The metadata directory lists a series of files which are produced automatically during the classification step and are required for the generation of the report. Among them, we find:
p_values.tsv, a tabular file reporting a collection of p-values per each cell. Each p-value indicates to a likehood test. Therefore, the number corresponds to the number of cell types tested;
deltas.tsv, a tabular file reporting a series of likelihood differences between the cell type specific model and the mean cell type. The number corresponds to the number of cell types tested;
originalTables_zipped.zip, a zipped file containing the original counts;
_adj.tsv file. Counts table after input set-up performed by SCALT.py by default;
_adj_genesExpressed_filter.tsv file. Tabular file reporting either PASS or EXCLUDE if the cell expresses at least the minimum number of genes set in the -Min (or –Threshold) parameter or not;
barplot_cellTypesAboundance.html, barplot_survivedCells.html, UMAP_2D.html and UMAP_3D.html. Collection of plots visualized in the report file.
SCALT parameters
SCALT.py makes usage of a collection of both positional arguments and parameters that can visualized typing the following command:
python3 SCALT.py -h
Or:
python3 SCALT --help
The documentation should appear as follows:
usage: SCALT.py [-h] [-Min --Threshold] [-Notation --Notation]
[-Types --Types] [-CPUs --CPUs]
Sample
Sample is the only positional argument of the tool. It represents the scRNA seq counts matrix file;
-Min or –Threshold is the minimum number of genes that a cell must express to be classified. The default value is 250;
-Notation or –Notation is the type of gene notation present in the counts. The defaul is ensembl id. Instead, write gene_symbol to switch to the gene symbol nomenclature;
-Types or –Types is the name of the directory containg the lists of the cell types to use in the likelihood test. By default, only the pre-compiled lists (DISCO, HPA) are used. To use only the custom lists generated from annotation, insert custom. Finally, to utilize only the custom lists generated from the user-defined lists, insert naive;
-CPUs or –CPUs is number of processors employed. The default is 1;
-h or –help shows the documentation.
Run SCALT.py
SCALT.py is quite straightforward sine it requires just the counts table as positional input.
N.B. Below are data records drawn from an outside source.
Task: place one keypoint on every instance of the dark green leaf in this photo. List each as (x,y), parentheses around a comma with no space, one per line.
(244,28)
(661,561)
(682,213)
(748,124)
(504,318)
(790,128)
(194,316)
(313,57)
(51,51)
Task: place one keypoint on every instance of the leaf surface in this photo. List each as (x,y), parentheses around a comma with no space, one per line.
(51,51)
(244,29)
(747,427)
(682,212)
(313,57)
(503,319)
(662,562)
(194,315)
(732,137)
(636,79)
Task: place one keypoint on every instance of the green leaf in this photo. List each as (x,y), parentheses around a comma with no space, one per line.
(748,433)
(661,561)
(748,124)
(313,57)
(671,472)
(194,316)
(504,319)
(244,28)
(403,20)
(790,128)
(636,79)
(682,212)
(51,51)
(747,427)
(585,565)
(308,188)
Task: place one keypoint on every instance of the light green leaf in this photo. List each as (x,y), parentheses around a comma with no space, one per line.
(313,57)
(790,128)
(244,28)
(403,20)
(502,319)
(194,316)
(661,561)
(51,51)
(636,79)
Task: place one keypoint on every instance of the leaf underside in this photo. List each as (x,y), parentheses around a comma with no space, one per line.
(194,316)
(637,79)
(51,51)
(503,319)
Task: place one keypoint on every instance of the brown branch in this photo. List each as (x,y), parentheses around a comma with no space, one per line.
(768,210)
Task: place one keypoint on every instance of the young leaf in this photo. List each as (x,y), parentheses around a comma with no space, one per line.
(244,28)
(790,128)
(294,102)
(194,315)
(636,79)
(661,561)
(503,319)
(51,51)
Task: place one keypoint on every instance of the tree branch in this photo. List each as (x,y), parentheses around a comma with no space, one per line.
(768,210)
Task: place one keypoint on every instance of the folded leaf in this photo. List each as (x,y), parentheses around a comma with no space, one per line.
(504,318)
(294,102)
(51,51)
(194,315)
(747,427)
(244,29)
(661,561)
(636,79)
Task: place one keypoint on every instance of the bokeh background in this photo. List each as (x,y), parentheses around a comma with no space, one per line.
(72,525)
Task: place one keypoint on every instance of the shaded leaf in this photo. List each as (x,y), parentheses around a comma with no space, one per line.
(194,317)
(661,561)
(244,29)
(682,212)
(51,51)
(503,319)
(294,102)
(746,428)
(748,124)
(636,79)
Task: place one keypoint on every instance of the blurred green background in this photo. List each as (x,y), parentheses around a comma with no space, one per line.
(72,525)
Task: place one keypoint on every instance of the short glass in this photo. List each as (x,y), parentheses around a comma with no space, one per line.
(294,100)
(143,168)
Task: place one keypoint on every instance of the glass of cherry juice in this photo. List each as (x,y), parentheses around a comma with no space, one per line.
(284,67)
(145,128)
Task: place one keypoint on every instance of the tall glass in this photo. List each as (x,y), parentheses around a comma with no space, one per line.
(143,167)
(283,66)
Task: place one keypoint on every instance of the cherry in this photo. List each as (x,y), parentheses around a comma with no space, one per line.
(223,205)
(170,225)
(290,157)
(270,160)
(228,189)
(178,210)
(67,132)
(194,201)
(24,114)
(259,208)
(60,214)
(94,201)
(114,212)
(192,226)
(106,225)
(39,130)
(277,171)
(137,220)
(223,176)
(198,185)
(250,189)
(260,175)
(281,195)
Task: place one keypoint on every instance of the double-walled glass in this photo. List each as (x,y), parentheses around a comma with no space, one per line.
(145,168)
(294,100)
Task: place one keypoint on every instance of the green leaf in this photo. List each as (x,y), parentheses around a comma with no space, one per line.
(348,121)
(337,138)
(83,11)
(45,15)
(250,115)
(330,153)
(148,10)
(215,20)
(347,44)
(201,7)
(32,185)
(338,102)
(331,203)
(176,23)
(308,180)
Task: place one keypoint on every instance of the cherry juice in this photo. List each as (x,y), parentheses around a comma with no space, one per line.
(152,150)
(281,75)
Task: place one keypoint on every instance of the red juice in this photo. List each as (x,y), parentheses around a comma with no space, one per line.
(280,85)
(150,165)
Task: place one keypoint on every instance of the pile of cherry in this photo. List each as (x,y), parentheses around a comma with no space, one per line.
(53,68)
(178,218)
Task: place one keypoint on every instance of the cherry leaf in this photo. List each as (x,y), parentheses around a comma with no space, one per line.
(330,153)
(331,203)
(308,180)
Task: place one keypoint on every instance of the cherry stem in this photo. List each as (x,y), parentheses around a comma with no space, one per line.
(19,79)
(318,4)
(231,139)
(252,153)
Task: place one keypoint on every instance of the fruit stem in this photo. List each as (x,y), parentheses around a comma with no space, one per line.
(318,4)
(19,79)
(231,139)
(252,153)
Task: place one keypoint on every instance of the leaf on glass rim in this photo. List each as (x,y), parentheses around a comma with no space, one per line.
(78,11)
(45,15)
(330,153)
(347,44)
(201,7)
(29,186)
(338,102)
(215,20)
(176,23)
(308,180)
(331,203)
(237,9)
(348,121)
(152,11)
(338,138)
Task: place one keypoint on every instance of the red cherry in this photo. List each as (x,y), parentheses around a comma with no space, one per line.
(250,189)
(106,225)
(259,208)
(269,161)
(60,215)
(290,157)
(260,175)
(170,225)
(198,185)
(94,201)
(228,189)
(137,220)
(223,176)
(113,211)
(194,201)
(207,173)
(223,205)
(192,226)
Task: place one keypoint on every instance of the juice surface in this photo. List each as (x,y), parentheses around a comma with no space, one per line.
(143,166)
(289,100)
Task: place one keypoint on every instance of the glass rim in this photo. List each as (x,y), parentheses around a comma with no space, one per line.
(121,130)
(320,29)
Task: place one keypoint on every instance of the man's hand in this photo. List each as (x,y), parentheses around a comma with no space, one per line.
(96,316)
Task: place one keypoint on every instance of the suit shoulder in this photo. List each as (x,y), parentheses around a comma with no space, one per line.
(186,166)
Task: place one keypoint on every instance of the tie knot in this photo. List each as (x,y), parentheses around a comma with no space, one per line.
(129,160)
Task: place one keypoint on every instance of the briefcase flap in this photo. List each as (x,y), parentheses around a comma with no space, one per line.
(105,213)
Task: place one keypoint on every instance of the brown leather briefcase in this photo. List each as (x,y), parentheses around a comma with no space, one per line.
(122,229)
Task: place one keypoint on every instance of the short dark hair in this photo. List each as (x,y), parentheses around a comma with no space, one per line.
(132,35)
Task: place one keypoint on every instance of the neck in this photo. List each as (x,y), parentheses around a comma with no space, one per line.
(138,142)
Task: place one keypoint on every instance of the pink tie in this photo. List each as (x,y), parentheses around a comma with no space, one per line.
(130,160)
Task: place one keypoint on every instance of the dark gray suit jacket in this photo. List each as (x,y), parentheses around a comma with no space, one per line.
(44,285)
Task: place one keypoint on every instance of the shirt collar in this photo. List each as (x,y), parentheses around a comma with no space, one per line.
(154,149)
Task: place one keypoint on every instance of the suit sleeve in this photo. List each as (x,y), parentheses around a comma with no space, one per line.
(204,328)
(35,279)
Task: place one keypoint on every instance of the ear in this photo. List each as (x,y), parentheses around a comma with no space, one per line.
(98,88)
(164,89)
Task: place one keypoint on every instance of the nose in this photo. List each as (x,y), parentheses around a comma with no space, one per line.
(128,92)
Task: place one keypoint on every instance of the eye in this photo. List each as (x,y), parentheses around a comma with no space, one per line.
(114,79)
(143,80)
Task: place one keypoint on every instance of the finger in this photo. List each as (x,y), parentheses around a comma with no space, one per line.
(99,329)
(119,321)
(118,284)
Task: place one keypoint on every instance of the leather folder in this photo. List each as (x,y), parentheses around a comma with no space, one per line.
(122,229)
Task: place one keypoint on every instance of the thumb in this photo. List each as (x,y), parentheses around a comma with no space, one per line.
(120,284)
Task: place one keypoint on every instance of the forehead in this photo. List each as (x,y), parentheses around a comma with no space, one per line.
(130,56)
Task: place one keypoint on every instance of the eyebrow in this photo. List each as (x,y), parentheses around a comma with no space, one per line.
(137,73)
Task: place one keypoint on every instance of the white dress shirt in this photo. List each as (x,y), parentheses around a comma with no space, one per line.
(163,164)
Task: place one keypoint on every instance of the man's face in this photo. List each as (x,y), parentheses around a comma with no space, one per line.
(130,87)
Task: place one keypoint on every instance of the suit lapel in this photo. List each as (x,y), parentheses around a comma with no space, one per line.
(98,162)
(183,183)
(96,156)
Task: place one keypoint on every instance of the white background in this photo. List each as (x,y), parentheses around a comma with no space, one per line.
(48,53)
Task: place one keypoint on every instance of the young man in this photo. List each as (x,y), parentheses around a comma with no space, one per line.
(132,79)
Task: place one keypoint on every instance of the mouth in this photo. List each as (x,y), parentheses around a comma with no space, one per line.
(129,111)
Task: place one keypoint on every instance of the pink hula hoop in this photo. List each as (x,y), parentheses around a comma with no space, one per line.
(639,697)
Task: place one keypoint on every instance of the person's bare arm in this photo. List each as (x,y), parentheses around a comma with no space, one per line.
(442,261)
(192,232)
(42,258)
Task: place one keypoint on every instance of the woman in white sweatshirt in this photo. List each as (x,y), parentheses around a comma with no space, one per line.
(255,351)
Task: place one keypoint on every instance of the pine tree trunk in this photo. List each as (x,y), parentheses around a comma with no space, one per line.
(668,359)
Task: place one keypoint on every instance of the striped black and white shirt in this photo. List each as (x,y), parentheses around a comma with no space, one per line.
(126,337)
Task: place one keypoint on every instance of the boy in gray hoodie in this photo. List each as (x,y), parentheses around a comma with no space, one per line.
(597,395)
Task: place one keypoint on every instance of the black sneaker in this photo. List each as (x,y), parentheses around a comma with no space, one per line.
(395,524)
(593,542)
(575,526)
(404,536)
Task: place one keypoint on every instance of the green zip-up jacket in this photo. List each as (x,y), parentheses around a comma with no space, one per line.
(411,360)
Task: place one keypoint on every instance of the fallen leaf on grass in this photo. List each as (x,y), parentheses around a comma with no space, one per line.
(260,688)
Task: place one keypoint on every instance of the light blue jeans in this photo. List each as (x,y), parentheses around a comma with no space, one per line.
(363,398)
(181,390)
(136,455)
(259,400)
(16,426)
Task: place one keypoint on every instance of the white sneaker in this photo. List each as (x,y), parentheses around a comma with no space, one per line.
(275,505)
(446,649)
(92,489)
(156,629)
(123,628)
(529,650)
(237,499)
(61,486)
Leaving default parameters, the basic command appears as follows:
python3 SCALT.py read_counts.tsv
By default, the ensembl id is used.
If the gene symbol is used in the counts matrix, the notation must be specified as follows:
python3 SCALT.py read_counts.tsv -Notation gene_symbol
Or:
python3 SCALT.py read_counts.tsv --Notation gene_symbol
By default, a cell is classified if it expresses at least 250 genes. Managing the SCALT.py parameters, this threshold che be modified as follows:
python3 SCALT.py read_counts.tsv -Min 500
Or:
python3 SCALT.py read_counts.tsv --Threshold 500
In addition, the computational time can be reduced if the number of processors is increased as reported:
python3 SCALT.py read_counts.tsv -CPUs 4
Or:
python3 SCALT.py read_counts.tsv --CPUs 4
Make sure to have available the number of desidered processors in your machine.
To conclude, the different parameters can be modified in a unique call:
python3 SCALT.py read_counts.tsv -Notation gene_symbol -Min 500 -CPUs 4
Or:
python3 SCALT.py read_counts.tsv --Notation gene_symbol --Threshold 500 --CPUs 4
The order of parameters is irrelevant.
Report
The report is a file in html format composed of a collection of plots summarizing the general statistics and classification results of the analysis. The file reports four different plots:
a bar plot showing how many cells express or not the minimum number of genes for classification;
a second barplot counting how many cells were classified to a cell type cathegory;
a 2D UMAP;
a 3D UMAP.
Note
The genes used for the creation of the UMAPs coordinates are the union of genes coming from the 471 lists of genes without repetitions.
Workflow
Running SCALT.py, the following workflow is performed:
inputPreparation.py is a python script that adjustes the input counts table in order to be properly analyzed by SCALT.py;
likelihood_ratio_test.py is the python script that performs the actual likelihood test;
reportGenerator.py is the python script that creates the final report.